Sunday, January 22, 2012
BWL Commentary: Florida should ban distractions while driving
BWL steering group member, Ken Gooderham's commentary in Sunday's News-Press urges the Florida Legislature to ban texting while driving. BikeWalkLee sent the commentary to the Lee Legislative Delegation and asked them to take action in this session of the Florida Legislature.
Special to news-press.com
Common sense should dictate you don’t do something that’s proven to be unsafe, increasing the risk of injury to you and others. However, when common sense isn’t so common, the law may have to step in to protect public safety.
That’s the situation facing Florida legislators over a hot issue — use of cell phones while driving.

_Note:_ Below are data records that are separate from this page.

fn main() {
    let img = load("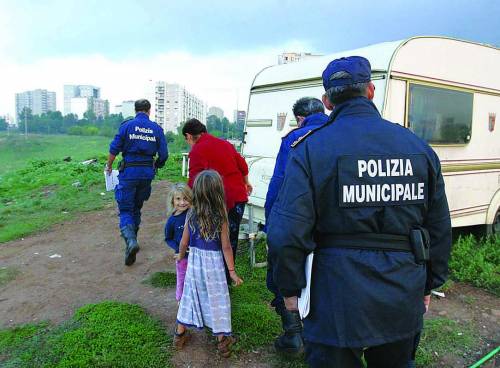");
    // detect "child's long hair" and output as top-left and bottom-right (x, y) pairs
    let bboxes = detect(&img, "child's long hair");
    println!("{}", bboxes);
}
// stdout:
(189, 170), (228, 240)
(166, 183), (193, 215)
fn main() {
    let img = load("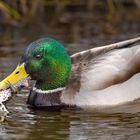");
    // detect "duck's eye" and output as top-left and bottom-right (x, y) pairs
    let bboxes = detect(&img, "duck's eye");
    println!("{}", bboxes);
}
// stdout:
(34, 54), (43, 59)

Studies show phone use while driving is a distraction, increasing the risk to drivers and bystanders alike. A recent report from the federal National Transportation Safety Board called for an outright ban on cell phone use while driving, the most far-reaching recommendation by an agency yet.
No state currently enacts a complete ban, but many do have some restrictions about driving and dialing on the books — including texting behind the wheel, which is banned in all but 15 states.
Florida is one state that still allows texting while driving, something a bipartisan group of lawmakers hopes to change. They have introduced bills (HB 299 and SB 416) to ban texting while driving.
Another pair of bills — HB 187 and SB 930 — goes in another direction, to prohibit any cell phone use by drivers under age 18 and those operating a school bus.
These common-sense laws are facing opposition from those who view any restriction of driving activities as an infringement of their rights, as well as those who worry about abusive enforcement of such bans.
To the latter: Any new law has the potential to invite abuse. If that was the criteria for legislative passage, nothing would ever be enacted. However, these bills specify any ban will be enforced as a secondary action — meaning you can’t be pulled over for texting, but you could be charged in conjunction with, say, an accident.
To the former: When do your rights to act dangerously stop and the rights of others to be safe begin? When someone who’s typing on their cell phone while driving is shown to be as dangerous as someone who’s had a few drinks before getting behind the wheel, how can the first action be legal and the second not?
Why would anyone endorse a behavior that distracts a driver from paying attention to the road — endangering not only themselves but other drivers, pedestrians and bicyclists?
One can hope drivers would realize texting and driving is a bad mix. In a perfect world, it wouldn’t take a law to make people do the smart thing. But this world isn’t perfect, and when one person’s actions endanger others, lawmakers must support public safety and give law enforcement personnel the tools they need to keep roads safe and keep distracted drivers from putting themselves and others at risk.
Even mobile phone companies have come around on the idea that texting and driving don’t mix. Florida should join them, and the majority of states who already ban such distractions.
Ken Gooderham serves on the steering committee of BikeWalkLee, a community coalition raising public awareness and advocating for complete streets in Lee County.